I can't tell if this is an exercise.

Even if it is, the bisect source can still serve as an inspiration and guideline.

It's strange how people don't realize that a lot of things are in the standard module library and the source is available for most of it.

Thank you very much everyone.

This is actually not an exercise, this is for work.

Secondly, Irh9 I do know about the name of bisect, but I didn't use it for 2 reasons:

1- I am modifying someone else's code who is a pro and I trust the code. But the code originally is a binary search which returns the value if found, not the index. Once I modified it, it had this bug.

2- I knew about bisect but I didn't know about its performance as it's really crucial in my current work that the code should have good performance as well as robustness.

But somehow, if you guys think that bisect is a fully trustable module, I would move the code to it.

Many many thanks.

I do think you should use bisect.

It works.

If you can be sure that your value will fall between two indices, you can specify a lower bound and an upper bound to restrict the search. (Thus reducing search times.)

The implementation isn't much different from your own.
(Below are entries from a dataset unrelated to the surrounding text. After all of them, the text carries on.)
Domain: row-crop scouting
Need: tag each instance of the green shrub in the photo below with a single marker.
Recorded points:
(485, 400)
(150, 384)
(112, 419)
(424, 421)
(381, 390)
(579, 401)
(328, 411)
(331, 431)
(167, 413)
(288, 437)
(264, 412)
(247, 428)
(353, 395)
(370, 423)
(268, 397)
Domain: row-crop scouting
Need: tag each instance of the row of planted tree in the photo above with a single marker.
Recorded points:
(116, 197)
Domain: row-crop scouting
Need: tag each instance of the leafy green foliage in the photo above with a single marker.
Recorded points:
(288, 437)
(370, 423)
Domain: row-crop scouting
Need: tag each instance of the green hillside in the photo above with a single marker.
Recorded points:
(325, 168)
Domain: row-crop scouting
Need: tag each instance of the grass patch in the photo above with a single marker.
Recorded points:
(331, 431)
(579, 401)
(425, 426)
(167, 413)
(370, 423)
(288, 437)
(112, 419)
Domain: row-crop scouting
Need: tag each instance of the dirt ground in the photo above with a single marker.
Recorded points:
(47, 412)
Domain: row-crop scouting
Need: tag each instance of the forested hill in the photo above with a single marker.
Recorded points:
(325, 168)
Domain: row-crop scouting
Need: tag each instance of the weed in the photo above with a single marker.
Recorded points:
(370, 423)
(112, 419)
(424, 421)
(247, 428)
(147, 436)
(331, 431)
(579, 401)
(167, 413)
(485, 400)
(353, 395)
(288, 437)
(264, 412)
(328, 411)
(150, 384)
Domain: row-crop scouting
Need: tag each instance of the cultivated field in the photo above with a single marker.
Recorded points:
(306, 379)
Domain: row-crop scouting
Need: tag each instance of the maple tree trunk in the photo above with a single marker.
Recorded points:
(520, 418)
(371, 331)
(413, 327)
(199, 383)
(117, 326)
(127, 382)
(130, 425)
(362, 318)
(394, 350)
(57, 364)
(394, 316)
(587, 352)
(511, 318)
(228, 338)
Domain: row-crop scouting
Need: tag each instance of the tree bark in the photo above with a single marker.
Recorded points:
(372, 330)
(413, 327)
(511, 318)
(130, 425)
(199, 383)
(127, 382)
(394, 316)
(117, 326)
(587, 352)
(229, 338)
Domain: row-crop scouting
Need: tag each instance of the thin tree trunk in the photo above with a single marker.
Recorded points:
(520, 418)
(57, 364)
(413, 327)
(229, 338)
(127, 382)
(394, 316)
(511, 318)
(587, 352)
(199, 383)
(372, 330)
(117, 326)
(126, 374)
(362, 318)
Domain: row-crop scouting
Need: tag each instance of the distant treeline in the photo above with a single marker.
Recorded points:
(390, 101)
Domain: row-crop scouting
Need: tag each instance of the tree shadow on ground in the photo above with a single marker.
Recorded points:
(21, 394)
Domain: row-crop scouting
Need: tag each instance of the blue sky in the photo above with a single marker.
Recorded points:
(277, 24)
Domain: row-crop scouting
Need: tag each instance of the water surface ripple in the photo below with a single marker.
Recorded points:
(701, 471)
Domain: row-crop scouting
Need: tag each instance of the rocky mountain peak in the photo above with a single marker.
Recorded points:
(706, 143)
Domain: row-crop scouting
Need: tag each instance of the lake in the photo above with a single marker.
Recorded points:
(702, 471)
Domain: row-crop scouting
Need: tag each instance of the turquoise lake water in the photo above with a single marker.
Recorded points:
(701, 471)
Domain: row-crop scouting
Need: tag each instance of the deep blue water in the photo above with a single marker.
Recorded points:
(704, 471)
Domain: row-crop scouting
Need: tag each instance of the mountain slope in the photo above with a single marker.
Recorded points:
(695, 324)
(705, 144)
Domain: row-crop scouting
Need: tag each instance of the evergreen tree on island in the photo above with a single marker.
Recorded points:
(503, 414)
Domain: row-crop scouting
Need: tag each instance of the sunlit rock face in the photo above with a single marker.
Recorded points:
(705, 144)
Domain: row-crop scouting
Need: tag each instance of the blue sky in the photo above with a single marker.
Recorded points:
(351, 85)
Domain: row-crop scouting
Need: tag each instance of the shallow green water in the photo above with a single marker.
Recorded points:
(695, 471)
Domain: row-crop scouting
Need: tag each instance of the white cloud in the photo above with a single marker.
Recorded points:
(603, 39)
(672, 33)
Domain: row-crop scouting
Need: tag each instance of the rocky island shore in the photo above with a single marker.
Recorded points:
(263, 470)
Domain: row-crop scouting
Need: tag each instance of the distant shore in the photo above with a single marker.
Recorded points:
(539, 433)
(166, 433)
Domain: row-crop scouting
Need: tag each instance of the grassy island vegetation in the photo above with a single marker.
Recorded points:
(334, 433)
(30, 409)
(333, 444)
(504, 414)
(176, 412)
def bisect_right(a, x, lo=0, hi=None):
    """Return the index where to insert item x in list a, assuming a is sorted.

    The return value i is such that all e in a[:i] have e <= x, and all e in
    a[i:] have e > x.  So if x already appears in the list, a.insert(x) will
    insert just after the rightmost x already there.

    Optional args lo (default 0) and hi (default len(a)) bound the
    slice of a to be searched.
    """

    if lo < 0:
        raise ValueError('lo must be non-negative')
    if hi is None:
        hi = len(a)
    while lo < hi:
        mid = (lo+hi)//2
        if x < a[mid]: hi = mid
        else: lo = mid+1
    return lo

So OK, I tried bisect, it works although it seems it has limitations too.

Correct me if I'm wrong but it seems that if the list is not ascending, it always returns the most right index.

Hm. It seems like bisect assumes ascending order. I hadn't thought of descending order.

You can either write your own function or you can keep your data in ascending order until you need descending order.

It's possible to get a reverse iterator over a sequence using the function reversed.
A slice with a negative step will have reversed elements. Example: L[::-1]

Check out this StackOverFlow code:

I include answer, which is modification of library routine already posted, here also for convenience:

def reverse_insort(a, x, lo=0, hi=None):
    """Insert item x in list a, and keep it reverse-sorted assuming a
    is reverse-sorted.

    If x is already in a, insert it to the right of the rightmost x.

    Optional args lo (default 0) and hi (default len(a)) bound the
    slice of a to be searched.
    """
    if lo < 0:
        raise ValueError('lo must be non-negative')
    if hi is None:
        hi = len(a)
    while lo < hi:
        mid = (lo+hi)//2
        if x > a[mid]: hi = mid
        else: lo = mid+1
    a.insert(lo, x)

Thanks a lot tonyjv,

I will take a look at it and will let you know if I manged to get it to work.

Many thanks for your help.

So,

OK, this doesn't solve anything. If I was to write code for it, I would use my own code. Somehow it turned out that I didn't need to use descending and I was lucky in that case.

So I sign this thread as solved and thanks to all people helping out here.